Selon lui, une fois le texte adopté par l’Assemblée nationale, le président de la République conserve la possibilité de demander une seconde délibération aux députés. Dans ce cas de figure, le texte devra être adopté à une majorité renforcée des trois cinquièmes des députés, contre la majorité absolue requise lors de la première lecture.

Mais le président de l’Assemblée a surtout insisté sur ce qu’il considère comme le scénario le plus probable : la soumission du texte au référendum.

« C’est le projet adopté par les députés qui sera soumis au référendum. Le président de la République ne peut y toucher aucune virgule », a-t-il déclaré devant les parlementaires.

Selon Sonko, le chef de l’État ne dispose d’aucun pouvoir de modification sur le contenu du texte adopté par les députés. Sa seule marge d’action consisterait à saisir le Conseil constitutionnel afin de vérifier sa conformité aux dispositions fondamentales de la Constitution.

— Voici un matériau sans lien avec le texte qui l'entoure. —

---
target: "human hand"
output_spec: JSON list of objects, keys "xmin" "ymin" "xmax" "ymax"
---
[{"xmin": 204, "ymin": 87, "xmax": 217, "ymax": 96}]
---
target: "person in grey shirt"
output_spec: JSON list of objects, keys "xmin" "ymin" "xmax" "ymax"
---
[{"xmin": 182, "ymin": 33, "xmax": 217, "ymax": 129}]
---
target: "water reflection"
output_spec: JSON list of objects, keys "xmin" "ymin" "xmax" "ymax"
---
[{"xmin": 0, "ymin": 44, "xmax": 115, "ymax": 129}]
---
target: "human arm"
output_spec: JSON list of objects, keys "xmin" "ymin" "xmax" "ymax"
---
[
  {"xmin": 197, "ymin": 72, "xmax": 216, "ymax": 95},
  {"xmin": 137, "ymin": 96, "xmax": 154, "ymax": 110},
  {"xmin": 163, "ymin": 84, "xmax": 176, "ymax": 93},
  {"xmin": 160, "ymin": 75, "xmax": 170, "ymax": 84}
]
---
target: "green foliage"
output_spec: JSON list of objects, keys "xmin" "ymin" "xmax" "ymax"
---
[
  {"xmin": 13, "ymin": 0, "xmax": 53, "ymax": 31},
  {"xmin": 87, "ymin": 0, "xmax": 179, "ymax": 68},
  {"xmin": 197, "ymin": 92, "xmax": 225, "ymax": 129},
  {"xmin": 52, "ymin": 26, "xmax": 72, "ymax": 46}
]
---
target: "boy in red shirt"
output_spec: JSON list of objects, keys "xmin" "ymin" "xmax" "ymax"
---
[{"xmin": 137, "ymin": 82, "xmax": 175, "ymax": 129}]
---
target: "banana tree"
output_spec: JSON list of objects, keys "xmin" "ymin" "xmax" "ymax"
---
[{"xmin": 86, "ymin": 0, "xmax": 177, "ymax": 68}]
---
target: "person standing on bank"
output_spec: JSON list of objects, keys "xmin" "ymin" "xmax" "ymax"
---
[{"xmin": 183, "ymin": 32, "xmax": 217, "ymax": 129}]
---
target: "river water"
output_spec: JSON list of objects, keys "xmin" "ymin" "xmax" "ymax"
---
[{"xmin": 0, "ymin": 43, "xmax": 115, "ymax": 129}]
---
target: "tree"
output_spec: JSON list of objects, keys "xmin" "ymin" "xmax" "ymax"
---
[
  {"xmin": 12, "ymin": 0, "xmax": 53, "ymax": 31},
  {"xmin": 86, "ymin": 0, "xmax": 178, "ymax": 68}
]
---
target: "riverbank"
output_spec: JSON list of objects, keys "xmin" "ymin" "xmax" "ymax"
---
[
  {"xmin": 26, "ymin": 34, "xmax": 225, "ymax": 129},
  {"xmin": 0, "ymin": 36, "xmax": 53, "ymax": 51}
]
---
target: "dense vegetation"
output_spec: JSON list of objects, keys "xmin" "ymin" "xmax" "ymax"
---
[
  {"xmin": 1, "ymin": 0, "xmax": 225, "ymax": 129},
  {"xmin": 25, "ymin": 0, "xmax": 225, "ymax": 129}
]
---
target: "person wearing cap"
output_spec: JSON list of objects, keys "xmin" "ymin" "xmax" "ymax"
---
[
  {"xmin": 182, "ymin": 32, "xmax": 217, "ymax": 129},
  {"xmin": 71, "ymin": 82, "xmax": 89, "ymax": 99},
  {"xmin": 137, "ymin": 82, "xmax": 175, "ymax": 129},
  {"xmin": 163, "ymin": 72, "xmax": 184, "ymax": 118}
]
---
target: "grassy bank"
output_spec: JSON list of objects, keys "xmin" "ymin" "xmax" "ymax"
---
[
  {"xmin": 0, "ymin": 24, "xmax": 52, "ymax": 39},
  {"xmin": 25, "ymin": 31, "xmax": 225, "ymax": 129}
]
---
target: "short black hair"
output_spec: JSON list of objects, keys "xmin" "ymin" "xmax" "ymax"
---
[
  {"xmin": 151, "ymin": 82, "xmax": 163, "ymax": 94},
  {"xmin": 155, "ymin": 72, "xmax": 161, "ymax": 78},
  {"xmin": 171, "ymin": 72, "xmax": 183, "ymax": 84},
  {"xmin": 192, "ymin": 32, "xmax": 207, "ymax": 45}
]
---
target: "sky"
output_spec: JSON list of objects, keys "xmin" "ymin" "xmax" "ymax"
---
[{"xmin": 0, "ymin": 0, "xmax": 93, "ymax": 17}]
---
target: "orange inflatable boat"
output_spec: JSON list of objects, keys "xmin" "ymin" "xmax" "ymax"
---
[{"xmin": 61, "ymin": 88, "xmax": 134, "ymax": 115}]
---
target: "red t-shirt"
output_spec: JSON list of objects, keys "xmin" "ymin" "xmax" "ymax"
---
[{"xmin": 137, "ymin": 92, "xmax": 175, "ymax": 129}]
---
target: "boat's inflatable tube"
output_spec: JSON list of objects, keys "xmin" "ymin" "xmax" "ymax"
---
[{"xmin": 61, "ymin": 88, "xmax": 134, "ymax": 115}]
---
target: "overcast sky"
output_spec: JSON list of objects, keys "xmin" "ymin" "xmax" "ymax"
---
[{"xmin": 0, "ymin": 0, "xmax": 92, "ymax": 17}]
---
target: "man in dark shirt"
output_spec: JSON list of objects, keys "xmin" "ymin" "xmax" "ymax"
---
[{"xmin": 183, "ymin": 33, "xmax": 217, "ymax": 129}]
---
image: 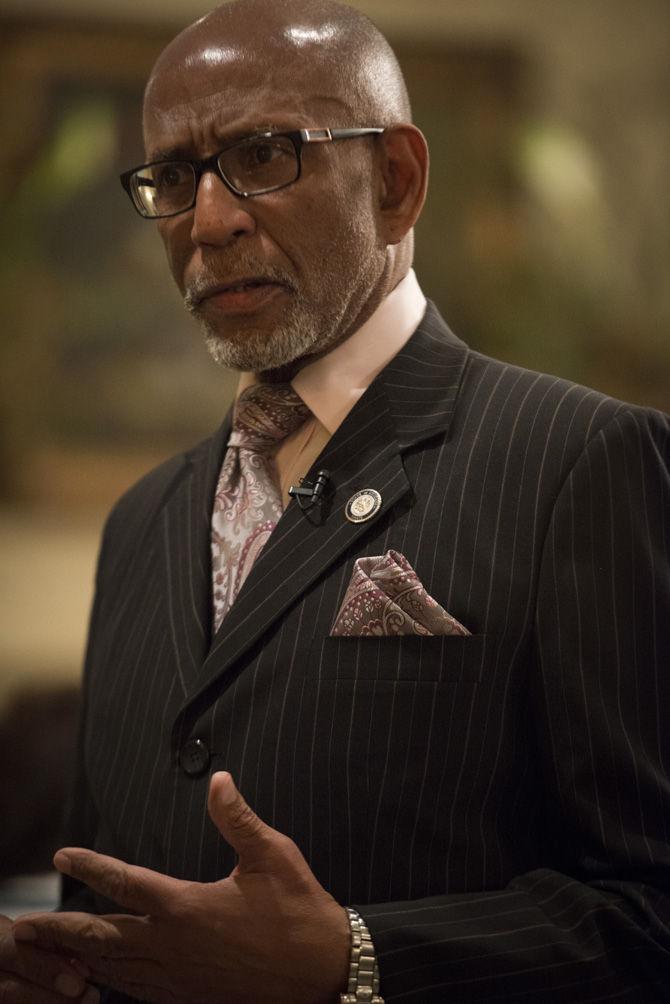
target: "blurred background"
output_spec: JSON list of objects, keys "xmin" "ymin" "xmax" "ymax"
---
[{"xmin": 0, "ymin": 0, "xmax": 670, "ymax": 909}]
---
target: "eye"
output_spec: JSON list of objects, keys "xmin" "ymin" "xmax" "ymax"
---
[
  {"xmin": 154, "ymin": 164, "xmax": 190, "ymax": 192},
  {"xmin": 240, "ymin": 137, "xmax": 293, "ymax": 171}
]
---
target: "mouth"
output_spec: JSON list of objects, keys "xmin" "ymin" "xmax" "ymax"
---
[{"xmin": 187, "ymin": 276, "xmax": 290, "ymax": 313}]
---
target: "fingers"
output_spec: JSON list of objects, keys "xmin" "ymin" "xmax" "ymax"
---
[
  {"xmin": 12, "ymin": 914, "xmax": 146, "ymax": 959},
  {"xmin": 0, "ymin": 918, "xmax": 95, "ymax": 1004},
  {"xmin": 208, "ymin": 771, "xmax": 306, "ymax": 871},
  {"xmin": 207, "ymin": 771, "xmax": 276, "ymax": 857},
  {"xmin": 48, "ymin": 847, "xmax": 174, "ymax": 914},
  {"xmin": 0, "ymin": 973, "xmax": 100, "ymax": 1004}
]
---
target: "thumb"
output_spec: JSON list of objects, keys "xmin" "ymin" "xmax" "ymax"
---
[{"xmin": 207, "ymin": 770, "xmax": 279, "ymax": 867}]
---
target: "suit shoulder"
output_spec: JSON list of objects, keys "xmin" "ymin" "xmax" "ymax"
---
[
  {"xmin": 462, "ymin": 350, "xmax": 669, "ymax": 446},
  {"xmin": 105, "ymin": 439, "xmax": 211, "ymax": 536}
]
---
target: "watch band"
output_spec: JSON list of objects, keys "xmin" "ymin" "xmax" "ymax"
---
[{"xmin": 340, "ymin": 907, "xmax": 384, "ymax": 1004}]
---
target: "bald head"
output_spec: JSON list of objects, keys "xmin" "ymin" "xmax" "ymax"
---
[
  {"xmin": 145, "ymin": 0, "xmax": 412, "ymax": 137},
  {"xmin": 144, "ymin": 0, "xmax": 428, "ymax": 379}
]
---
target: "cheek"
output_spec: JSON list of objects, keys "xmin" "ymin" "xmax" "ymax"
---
[{"xmin": 159, "ymin": 220, "xmax": 194, "ymax": 292}]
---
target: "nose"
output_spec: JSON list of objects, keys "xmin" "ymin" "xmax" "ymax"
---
[{"xmin": 191, "ymin": 171, "xmax": 256, "ymax": 247}]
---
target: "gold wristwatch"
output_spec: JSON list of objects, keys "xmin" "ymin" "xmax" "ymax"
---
[{"xmin": 340, "ymin": 907, "xmax": 384, "ymax": 1004}]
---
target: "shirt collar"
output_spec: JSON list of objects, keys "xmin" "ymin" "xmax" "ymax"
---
[
  {"xmin": 238, "ymin": 269, "xmax": 426, "ymax": 435},
  {"xmin": 291, "ymin": 269, "xmax": 426, "ymax": 435}
]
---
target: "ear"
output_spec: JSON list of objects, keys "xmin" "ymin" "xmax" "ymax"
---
[{"xmin": 380, "ymin": 124, "xmax": 428, "ymax": 244}]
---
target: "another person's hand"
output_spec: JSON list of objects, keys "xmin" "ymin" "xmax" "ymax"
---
[
  {"xmin": 14, "ymin": 773, "xmax": 350, "ymax": 1004},
  {"xmin": 0, "ymin": 916, "xmax": 99, "ymax": 1004}
]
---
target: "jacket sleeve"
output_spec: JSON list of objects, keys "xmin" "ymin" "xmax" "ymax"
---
[
  {"xmin": 58, "ymin": 536, "xmax": 105, "ymax": 914},
  {"xmin": 358, "ymin": 409, "xmax": 670, "ymax": 1004}
]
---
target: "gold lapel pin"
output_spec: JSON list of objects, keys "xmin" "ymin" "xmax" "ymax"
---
[{"xmin": 345, "ymin": 488, "xmax": 382, "ymax": 523}]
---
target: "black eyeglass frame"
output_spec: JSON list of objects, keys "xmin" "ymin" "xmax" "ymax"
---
[{"xmin": 120, "ymin": 126, "xmax": 385, "ymax": 220}]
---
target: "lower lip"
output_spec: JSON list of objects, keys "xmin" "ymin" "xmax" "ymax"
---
[{"xmin": 200, "ymin": 283, "xmax": 286, "ymax": 314}]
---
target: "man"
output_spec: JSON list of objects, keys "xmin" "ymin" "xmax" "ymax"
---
[{"xmin": 4, "ymin": 0, "xmax": 670, "ymax": 1004}]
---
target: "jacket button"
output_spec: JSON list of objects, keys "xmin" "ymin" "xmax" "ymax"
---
[{"xmin": 179, "ymin": 739, "xmax": 210, "ymax": 777}]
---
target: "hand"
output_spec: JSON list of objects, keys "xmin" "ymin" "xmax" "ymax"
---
[
  {"xmin": 14, "ymin": 772, "xmax": 350, "ymax": 1004},
  {"xmin": 0, "ymin": 916, "xmax": 99, "ymax": 1004}
]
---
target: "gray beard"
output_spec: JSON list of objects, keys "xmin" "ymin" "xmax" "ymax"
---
[
  {"xmin": 184, "ymin": 266, "xmax": 329, "ymax": 372},
  {"xmin": 184, "ymin": 223, "xmax": 384, "ymax": 380}
]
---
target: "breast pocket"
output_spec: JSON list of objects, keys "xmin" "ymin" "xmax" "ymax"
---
[{"xmin": 308, "ymin": 635, "xmax": 492, "ymax": 684}]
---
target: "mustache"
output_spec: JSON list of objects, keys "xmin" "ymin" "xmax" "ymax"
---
[{"xmin": 184, "ymin": 256, "xmax": 296, "ymax": 313}]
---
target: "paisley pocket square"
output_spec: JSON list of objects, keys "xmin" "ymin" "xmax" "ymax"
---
[{"xmin": 330, "ymin": 551, "xmax": 470, "ymax": 637}]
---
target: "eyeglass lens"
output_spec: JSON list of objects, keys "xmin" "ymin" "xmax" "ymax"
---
[{"xmin": 132, "ymin": 136, "xmax": 299, "ymax": 216}]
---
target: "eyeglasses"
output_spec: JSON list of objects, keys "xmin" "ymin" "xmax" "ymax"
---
[{"xmin": 121, "ymin": 128, "xmax": 384, "ymax": 220}]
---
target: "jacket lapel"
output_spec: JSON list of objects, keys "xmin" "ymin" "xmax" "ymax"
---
[
  {"xmin": 180, "ymin": 304, "xmax": 467, "ymax": 701},
  {"xmin": 158, "ymin": 419, "xmax": 230, "ymax": 694}
]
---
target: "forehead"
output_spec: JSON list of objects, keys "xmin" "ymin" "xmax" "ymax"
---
[{"xmin": 144, "ymin": 46, "xmax": 351, "ymax": 156}]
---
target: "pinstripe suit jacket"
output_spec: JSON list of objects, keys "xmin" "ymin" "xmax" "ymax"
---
[{"xmin": 65, "ymin": 306, "xmax": 670, "ymax": 1004}]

Réduire l’hyperprésidentialisme

Cette réforme constitue l’une des promesses majeures formulées par le Pastef lors de la campagne présidentielle de 2024.

Les orientations déjà évoquées prévoient notamment :

un renforcement des pouvoirs de contrôle de l’Assemblée nationale ;

une consolidation du rôle du Premier ministre ;

un encadrement plus strict des prérogatives présidentielles ;

un renforcement du statut de l’opposition ;

une meilleure répartition des pouvoirs entre les institutions.

L’objectif affiché est de bâtir un système institutionnel davantage équilibré, dans lequel les contre-pouvoirs disposeraient de moyens renforcés pour contrôler l’action de l’exécutif.

Un test pour les relations entre Sonko et Diomaye

La relance de ce chantier intervient dans un contexte marqué par des tensions croissantes entre Bassirou Diomaye Faye et Ousmane Sonko, longtemps perçus comme les deux visages d’un même projet politique.

Depuis son installation au perchoir, Sonko dispose d’un levier institutionnel majeur lui permettant d’influencer directement l’agenda législatif et les grandes réformes de l’État.

En affirmant publiquement que le président ne pourra modifier « aucune virgule » du texte adopté par les députés, le président de l’Assemblée nationale réaffirme la prééminence du Parlement dans cette procédure et entend rappeler les limites constitutionnelles des prérogatives de l’exécutif.

Au-delà de la réforme elle-même, l’issue de ce processus apparaît désormais comme un test majeur pour l’équilibre des institutions sénégalaises et pour l’avenir de la relation politique entre les deux principales institutions du pays.